La La Land isn't a complicated film, but it's intricately constructed on a number of levels that I've been gleeful to grapple with since my first viewing and even more following my second.

This idea is most obviously on display in something like the film's opening sequence—a dazzling one-take[ish] musical number that's nothing if not intricately constructed. It's also seen as the film toys with our expectations by presenting events from different viewpoints—some real, some fictional.

I found myself especially fascinated, however, by the push and pull between the film's message and its packaging and the way both play to the worldview of each individual viewer. After a first viewing, La La Land felt like a millennial's movie—an impossible dream about dreamy dreamers—sculpted [somewhat superficially] to resemble something for Gen X'ers and Boomers—a Technicolor musical.
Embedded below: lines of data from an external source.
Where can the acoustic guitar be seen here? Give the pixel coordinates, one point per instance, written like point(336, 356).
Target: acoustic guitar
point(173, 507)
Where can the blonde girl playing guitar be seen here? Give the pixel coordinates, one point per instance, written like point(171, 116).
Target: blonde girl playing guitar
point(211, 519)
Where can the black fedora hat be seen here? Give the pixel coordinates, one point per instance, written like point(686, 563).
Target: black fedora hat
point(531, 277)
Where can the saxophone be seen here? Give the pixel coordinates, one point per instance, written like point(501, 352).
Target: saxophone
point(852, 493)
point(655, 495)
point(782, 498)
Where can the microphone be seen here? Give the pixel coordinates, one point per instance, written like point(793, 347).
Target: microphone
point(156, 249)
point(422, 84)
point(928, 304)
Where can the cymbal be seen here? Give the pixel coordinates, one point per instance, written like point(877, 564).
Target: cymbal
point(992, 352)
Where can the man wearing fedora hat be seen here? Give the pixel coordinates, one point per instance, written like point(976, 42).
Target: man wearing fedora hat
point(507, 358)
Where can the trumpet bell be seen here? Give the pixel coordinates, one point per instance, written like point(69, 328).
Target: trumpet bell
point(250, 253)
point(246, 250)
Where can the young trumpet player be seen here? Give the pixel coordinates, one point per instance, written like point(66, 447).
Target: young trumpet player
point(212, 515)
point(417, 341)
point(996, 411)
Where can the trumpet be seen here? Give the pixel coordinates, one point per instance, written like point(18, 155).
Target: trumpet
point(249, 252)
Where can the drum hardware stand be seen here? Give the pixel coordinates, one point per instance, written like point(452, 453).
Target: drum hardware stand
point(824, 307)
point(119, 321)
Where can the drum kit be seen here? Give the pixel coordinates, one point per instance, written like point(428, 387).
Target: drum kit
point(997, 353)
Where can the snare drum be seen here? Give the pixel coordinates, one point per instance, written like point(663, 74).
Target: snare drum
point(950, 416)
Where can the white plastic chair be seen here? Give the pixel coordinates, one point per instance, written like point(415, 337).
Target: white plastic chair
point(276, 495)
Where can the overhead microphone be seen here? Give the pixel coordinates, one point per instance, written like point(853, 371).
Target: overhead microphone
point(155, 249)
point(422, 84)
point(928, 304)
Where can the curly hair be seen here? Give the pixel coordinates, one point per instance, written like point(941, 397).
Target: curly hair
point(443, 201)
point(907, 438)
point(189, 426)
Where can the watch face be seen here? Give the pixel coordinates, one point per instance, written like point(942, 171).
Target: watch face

This isn't a particularly novel reading. After all, the chorus to the film's climactic song starts with "Here's to the one's who dream..." I think this duality is important to the film's appeal though. Younger viewers can relate to Mia's and Seb's dreams and their occasional successes because that's them or will be them soon enough, while older viewers flash back to memories of La La Land's obvious inspirations—classics like Singin' in the Rain and The Umbrellas of Cherbourg. It's this universal appeal through slippery identity that might help it take home Best Picture at this year's Oscar ceremony.

A second viewing both crystallized this take and turned it on its head. I only aged four days from first look to second, but suddenly, I was seeing things from an older viewer’s perspective. Clearly, director Damien Chazelle was one of us—gently judging the naivete of the film’s two protagonists while applauding their eventual growth and willingness to settle and be happy with what you’ve got. [After all, why would he call the dreamers “fools” in the title of the film’s climactic song?] The presentation, meanwhile, was a candy-coated kiss to the younger set—an obvious attempt, as John Legend’s Keith would say—to bring an older, dying art form to a new generation. 

At least part of this interpretation would be incorrect. Chazelle is but 31—a Hollywood wunderkind for what he’s accomplished so far. He straddles the line between millennial and Generation X, between revolutionary and traditionalist. He belongs to neither group, and nor does his film. It’s such a cool trick—appeal to everyone by committing to no one.

It’s also worth noting that Chazelle went through a divorce around the time he struck it big with Whiplash [and when he was prepping to shoot La La Land]. Surprisingly, he’s also a noted pessimist. When Whiplash debuted to raves, he assumed his flame would flicker out quickly and started in on this film while people were still taking his calls. [He has also stated that he only reads negative reviews of his films.]

Such a pessimist making something as hopeful as La La Land is the definition of millennial—ambitious, contradictory, a little stupid, and ultimately inspiring. At least that’s how I see it, but hey, older viewer, if you want to tell me Chazelle’s story is yours too, I’d listen.

It’s important to view films through these lenses because I think those that speak to fluently to and about a specific generation often get remembered and treasured as important cultural artifacts. Rebel Without a Cause, Easy Rider, The Graduate, The Breakfast Club, The Social Network—all generation-defining movies that have withstood the test of time. The takeaways from my second viewing might mean La La Land isn’t destined for such a vaulted place in cinema history, but we’ll see where Chazelle goes from here. He’s certainly young enough and talented enough to own that space.